DEV Community

Cover image for Unlock Complex Time Series Analysis in SQL with Range Queries
Greptime
Greptime

Posted on

Unlock Complex Time Series Analysis in SQL with Range Queries

Background

Time-series data often requires querying and aggregating over specified time intervals, a pattern well-supported by PromQL's Range selector. However, executing these queries in standard SQL is notably complex. To address this, GreptimeDB has introduced an enhanced SQL Range query syntax, effectively marrying SQL's robust flexibility with specialized time-series querying capabilities. This advancement ensures seamless, native handling of time-series data within SQL.

Explore Range Queries with SQL on GreptimePlay

Our interactive documentation for range queries is now officially available on GreptimePlay!

You can delve into various query techniques through a daily example using SQL and receive immediate, visualized feedback. Dive into the world of dynamic data querying on GreptimePlay today!

Image description

Image description

Example

Let's illustrate the Range query with an example. The following temperature table records the temperatures in different cities at various times:

Image description

For the given scenario, where we want to query the daily and weekly average temperatures in Beijing up to May 2, 2023 (timestamp 1682985600000), with a fallback to use linear interpolation to estimate query values for missing data.

To conduct these two queries in PromQL, it is structured with a day as the step size.

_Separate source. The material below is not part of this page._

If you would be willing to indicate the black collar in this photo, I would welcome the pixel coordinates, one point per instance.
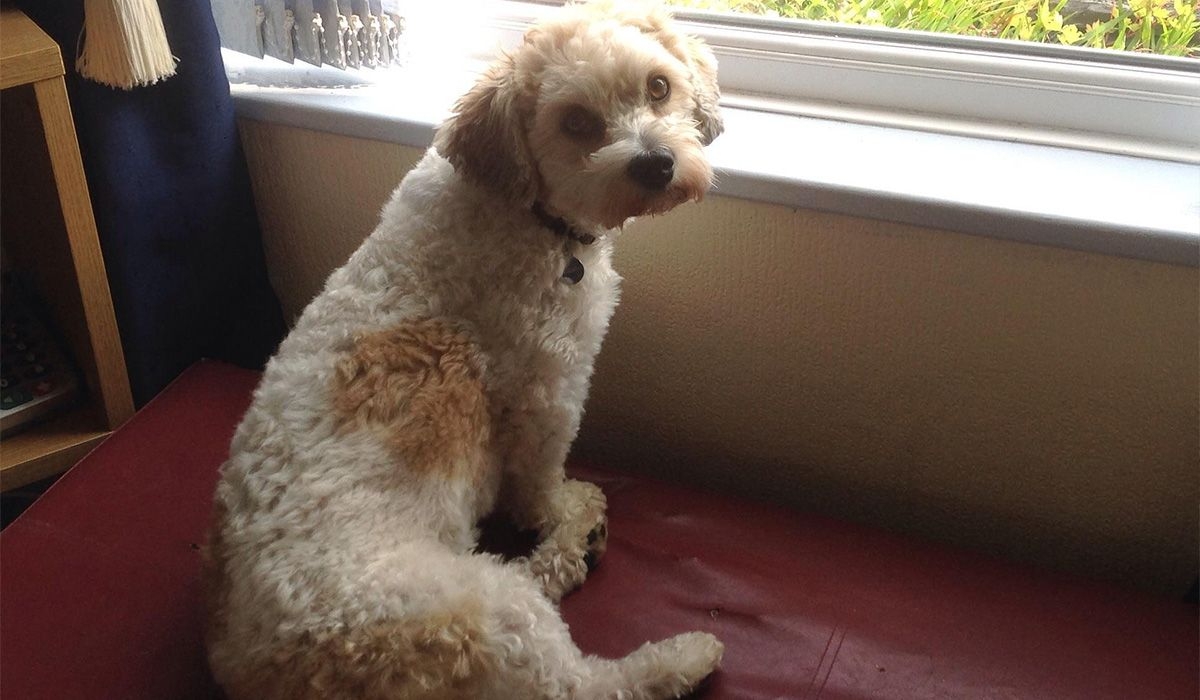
(559, 226)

For the daily average temperature, we aggregate data over each day. For the weekly average, we extend this aggregation to a week-long period, calculating the average for each week. Additionally, to align our query with the specific timestamp of 1682985600000, we use the @ operator in PromQL. This aligns the query execution time exactly to the given timestamp, ensuring accurate and relevant data retrieval for the specified period.

The final query looks like this:

-- Daily average temperature
avg_over_time(temperature{city="beijing"}[1d] @ 1682985600000) step=1d

-- Weekly average temperature
avg_over_time(temperature{city="beijing"}[7d] @ 1682985600000) step=1d
Enter fullscreen mode Exit fullscreen mode

However, the above query has some issues: PromQL emphasizes on data querying but struggles with handling missing data points, i.e., smoothing the queried data. Though PromQL has a Lookback delta mechanism (see this article for more details), which uses old data to replace missing data points, this default behavior might not be desirable for users under certain circumstances. Due to the existence of the Lookback delta mechanism, aggregated data might carry some old values. And it is challenging for PromQL to precisely control data accuracy. Furthermore, PromQL does not have an effective method for data smoothing, as our requirement mentioned above.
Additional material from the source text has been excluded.